Sims C J, Meyn L, Caruana R, Rao R B, Mitchell T, Krohn M
Department of Obstetrics, Gynecology, and Reproductive Sciences, Magee Womens Research Institute, University of Pittsburgh School of Medicine, Pennsylvania 15213, USA.
Am J Obstet Gynecol. 2000 Nov;183(5):1198-206. doi: 10.1067/mob.2000.108891.
The purpose of this study was to determine whether decision tree-based methods can be used to predict cesarean delivery.
This was a historical cohort study of women delivered of live-born singleton neonates in 1995 through 1997 (22,157). The frequency of cesarean delivery was 17%; 78 variables were used for analysis. Decision tree rule-based methods and logistic regression models were each applied to the same 50% of the sample to develop the predictive training models and these models were tested on the remaining 50%.
Decision tree receiver operating characteristic curve areas were as follows: nulliparous, 0.82; parous, 0.93. Logistic receiver operating characteristic curve areas were as follows: nulliparous, 0.86; parous, 0.93. Decision tree methods and logistic regression methods used similar predictive variables; however, logistic methods required more variables and yielded less intelligible models. Among the 6 decision tree building methods tested, the strict minimum message length criterion yielded decision trees that were small yet accurate. Risk factor variables were identified in 676 nulliparous cesarean deliveries (69%) and 419 parous cesarean deliveries (47.6%).
Decision tree models can be used to predict cesarean delivery. Models built with strict minimum message length decision trees have the following attributes: Their performance is comparable to that of logistic regression; they are small enough to be intelligible to physicians; they reveal causal dependencies among variables not detected by logistic regression; they can handle missing values more easily than can logistic methods; they predict cesarean deliveries that lack a categorized risk factor variable.
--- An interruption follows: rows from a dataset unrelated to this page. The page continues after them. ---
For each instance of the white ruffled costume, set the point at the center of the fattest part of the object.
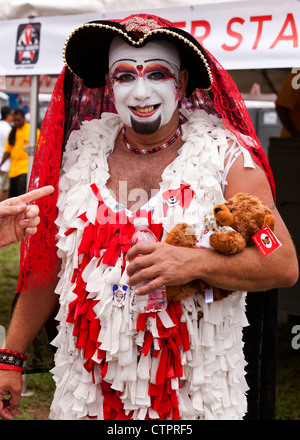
(212, 384)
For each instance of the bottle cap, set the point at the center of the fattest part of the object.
(139, 221)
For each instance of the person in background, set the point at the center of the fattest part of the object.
(14, 149)
(5, 128)
(288, 105)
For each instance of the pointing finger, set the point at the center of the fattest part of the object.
(36, 194)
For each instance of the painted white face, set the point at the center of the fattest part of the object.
(145, 84)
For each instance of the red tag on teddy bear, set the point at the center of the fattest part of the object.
(266, 241)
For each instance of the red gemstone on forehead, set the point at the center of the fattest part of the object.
(140, 68)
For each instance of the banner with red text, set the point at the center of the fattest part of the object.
(241, 35)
本研究旨在确定基于决策树的方法是否可用于预测剖宫产。
这是一项对1995年至1997年分娩活产单胎新生儿的妇女进行的历史性队列研究(22,157例)。剖宫产频率为17%;78个变量用于分析。基于决策树规则的方法和逻辑回归模型分别应用于相同样本的50%以建立预测训练模型,并在其余50%上对这些模型进行测试。
决策树受试者操作特征曲线面积如下:初产妇为0.82;经产妇为0.93。逻辑回归受试者操作特征曲线面积如下:初产妇为0.86;经产妇为0.93。决策树方法和逻辑回归方法使用了相似的预测变量;然而,逻辑回归方法需要更多变量且产生的模型较难理解。在测试的6种决策树构建方法中,严格的最小信息长度标准产生的决策树小而准确。在676例初产妇剖宫产(69%)和419例经产妇剖宫产(47.6%)中识别出了风险因素变量。
决策树模型可用于预测剖宫产。用严格的最小信息长度决策树构建的模型具有以下特性:其性能与逻辑回归相当;它们足够小,医生能够理解;它们揭示了逻辑回归未检测到的变量之间的因果依赖性;它们比逻辑回归方法更能轻松处理缺失值;它们能预测缺乏分类风险因素变量的剖宫产。